Il faut avouer que Tides of Annihilation impressionne depuis sa toute première bande-annonce, diffusée dans le cadre d’un State of Play de Sony (en février 2025). Il fait partie de cette vague de productions chinoises ayant pour objectif de bousculer l’ordre établi, en se faisant une place de choix parmi les rivaux occidentaux et japonais. J’ai pu jouer 45 minutes à Tides of Annihilation, le temps de me débarrasser de deux boss et d’explorer ses environnements londoniens, inspirés de la légende du Roi Arthur.

Tides of Annihilation // Source : Eclipse Glow Games
Oui, l’écran est chargé // Source : Eclipse Glow Games

Tides of Annihilation s’appuie sur des combats dynamiques

Dans Tides of Annihilation, on incarne Gwendolyn, une héroïne épaulée par des Chevaliers pour déchaîner des attaques dévastatrices sur ses ennemis. C’est tout le cœur du gameplay : choisir des Chevaliers à associer pour personnaliser son set et agrémenter les combos à disposition de Gwendolyn. Elle peut ainsi enchaîner les attaques simples, agrémentées de coups plus puissants, liés aux Chevaliers. Il est possible de configurer un Chevalier principal et un secondaire, si possible complémentaires, et de porter jusqu’à deux ensembles en même temps pour passer rapidement de l’un à l’autre. Les Chevaliers seront également utiles lors des phases d’exploration, pour interagir avec l’environnement.
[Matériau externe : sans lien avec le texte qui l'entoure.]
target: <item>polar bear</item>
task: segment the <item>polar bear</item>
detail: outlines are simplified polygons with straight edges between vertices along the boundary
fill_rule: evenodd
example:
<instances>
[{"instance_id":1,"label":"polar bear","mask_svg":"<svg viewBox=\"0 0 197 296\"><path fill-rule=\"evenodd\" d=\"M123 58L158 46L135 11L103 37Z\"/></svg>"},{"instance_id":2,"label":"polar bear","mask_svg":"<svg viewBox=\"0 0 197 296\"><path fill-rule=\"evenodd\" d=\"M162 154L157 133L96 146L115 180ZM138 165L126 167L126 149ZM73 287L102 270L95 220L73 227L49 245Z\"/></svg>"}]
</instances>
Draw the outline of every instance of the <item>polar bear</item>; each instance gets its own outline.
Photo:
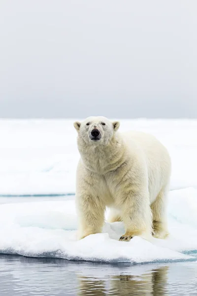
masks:
<instances>
[{"instance_id":1,"label":"polar bear","mask_svg":"<svg viewBox=\"0 0 197 296\"><path fill-rule=\"evenodd\" d=\"M76 189L79 238L101 231L106 207L111 209L109 222L124 222L120 240L135 235L150 239L151 234L164 238L169 154L154 136L119 133L119 126L103 116L74 123L81 155Z\"/></svg>"}]
</instances>

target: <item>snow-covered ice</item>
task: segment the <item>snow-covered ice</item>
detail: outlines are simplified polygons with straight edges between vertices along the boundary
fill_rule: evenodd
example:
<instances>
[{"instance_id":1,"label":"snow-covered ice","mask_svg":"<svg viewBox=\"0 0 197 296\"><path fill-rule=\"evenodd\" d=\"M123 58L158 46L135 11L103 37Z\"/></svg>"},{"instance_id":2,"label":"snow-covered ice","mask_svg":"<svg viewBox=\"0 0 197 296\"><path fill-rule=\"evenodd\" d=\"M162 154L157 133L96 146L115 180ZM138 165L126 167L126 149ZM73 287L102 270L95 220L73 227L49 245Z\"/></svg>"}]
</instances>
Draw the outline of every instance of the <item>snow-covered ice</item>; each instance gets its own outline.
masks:
<instances>
[{"instance_id":1,"label":"snow-covered ice","mask_svg":"<svg viewBox=\"0 0 197 296\"><path fill-rule=\"evenodd\" d=\"M0 120L0 195L74 193L73 121ZM132 263L197 259L197 121L124 120L121 129L153 134L169 151L169 237L120 242L124 225L115 222L77 241L74 196L4 204L0 197L0 253Z\"/></svg>"},{"instance_id":2,"label":"snow-covered ice","mask_svg":"<svg viewBox=\"0 0 197 296\"><path fill-rule=\"evenodd\" d=\"M155 135L172 158L171 189L197 186L197 120L121 119ZM0 194L75 192L79 158L70 120L0 120Z\"/></svg>"},{"instance_id":3,"label":"snow-covered ice","mask_svg":"<svg viewBox=\"0 0 197 296\"><path fill-rule=\"evenodd\" d=\"M132 263L194 260L197 250L197 189L172 191L169 200L170 235L164 240L153 238L151 242L139 237L130 242L119 241L124 231L120 222L106 222L102 233L77 241L73 198L1 204L0 252Z\"/></svg>"}]
</instances>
De prime abord, Tides of Annihilation peut paraître complexe. Mais tout est évident : il faut voir les Chevaliers comme des armes à équiper, sachant que leurs pouvoirs, variés, sont bien évidemment indexés sur une jauge dédiée (elle se recharge avec le temps et en portant des coups aux ennemis). On soulignera aussi la possibilité de lancer une super aptitude en appuyant sur les deux sticks en même temps. Autant dire que Gwendolyn ne manque pas de moyens de se défendre, et Tides of Annihilation pourrait s’avérer plus tactique et malin qu’on le croit. Elle devra par ailleurs sauter pour éviter certaines attaques (jaunes), ou encore parer face à d’autres (rouges).
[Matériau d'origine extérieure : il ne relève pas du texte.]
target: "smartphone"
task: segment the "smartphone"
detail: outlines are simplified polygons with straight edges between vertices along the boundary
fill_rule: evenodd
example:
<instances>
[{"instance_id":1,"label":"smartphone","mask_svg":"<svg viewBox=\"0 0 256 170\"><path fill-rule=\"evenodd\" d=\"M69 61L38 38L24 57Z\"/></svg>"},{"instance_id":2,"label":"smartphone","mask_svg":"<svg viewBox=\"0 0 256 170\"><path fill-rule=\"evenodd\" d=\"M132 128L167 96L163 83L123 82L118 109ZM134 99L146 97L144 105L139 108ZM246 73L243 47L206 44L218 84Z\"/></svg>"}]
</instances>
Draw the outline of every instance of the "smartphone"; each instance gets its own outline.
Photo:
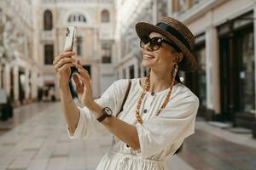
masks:
<instances>
[{"instance_id":1,"label":"smartphone","mask_svg":"<svg viewBox=\"0 0 256 170\"><path fill-rule=\"evenodd\" d=\"M75 26L68 26L67 29L67 31L66 31L64 49L67 49L67 48L71 47L71 48L72 48L71 50L73 51L73 41L75 38L75 35L76 35L76 27ZM75 97L77 97L77 94L76 94L74 84L73 83L73 81L72 81L72 77L75 72L79 72L79 71L78 71L77 68L74 66L72 66L70 68L70 70L71 70L71 74L69 76L69 88L70 88L70 92L71 92L73 98L75 98Z\"/></svg>"},{"instance_id":2,"label":"smartphone","mask_svg":"<svg viewBox=\"0 0 256 170\"><path fill-rule=\"evenodd\" d=\"M76 27L75 26L68 26L66 32L66 40L64 49L71 47L73 50L73 40L76 35Z\"/></svg>"}]
</instances>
Tides of Annihilation // Source : Eclipse Glow Games
La D.A. est plutôt réussie // Source : Eclipse Glow Games

Manette en main, Tides of Annihilation est très intuitif et agréable. Les développeurs ont le sens du spectacle, matérialisé par une réalisation de haut vol, le tout avec une fluidité exemplaire. Petit bémol, en revanche, sur la multiplication des effets qui, s’ils sont impressionnants, peuvent nuire à la visibilité. On pestera aussi sur le rouge qui a inondé l’écran lors de la deuxième phase d’un adversaire puissant : dans ces conditions, bon courage pour déceler les attaques susceptibles d’être parées.

La démo nous permettait d’affronter deux boss et, à chaque fois, il a fallu exploiter au maximum les possibilités du gameplay pour s’en sortir, preuve qu’il est bien pensé. Le challenge s’annonce de taille, et matraquer les touches comme dans un beat them all classique ne devrait pas suffire. Attaquer, se défendre, observer, solliciter un Chevalier… : tout s’enchaîne bien à partir du moment où on saisit la grammaire.

Tides of Annihilation // Source : Eclipse Glow Games
Les Chevaliers servent aussi dans l’exploration // Source : Eclipse Glow Games

On terminera par la direction artistique, qui allie des inspirations européennes et une bonne dose de fantasy. D’aucuns diraient que Tides of Annihilation fait un peu trop penser à un Final Fantasy médiéval, un soupçon d’âme en moins. Mais force est de reconnaître que Eclipse Glow Games sait comment flatter. En prime, le studio semble exploiter plutôt bien le moteur Unreal Engine 5, ce qui n’est pas toujours le cas. Quand sortira Tides of Annihilation ? C’est la grande question. En attendant la réponse, il mérite de figurer dans votre wishlist.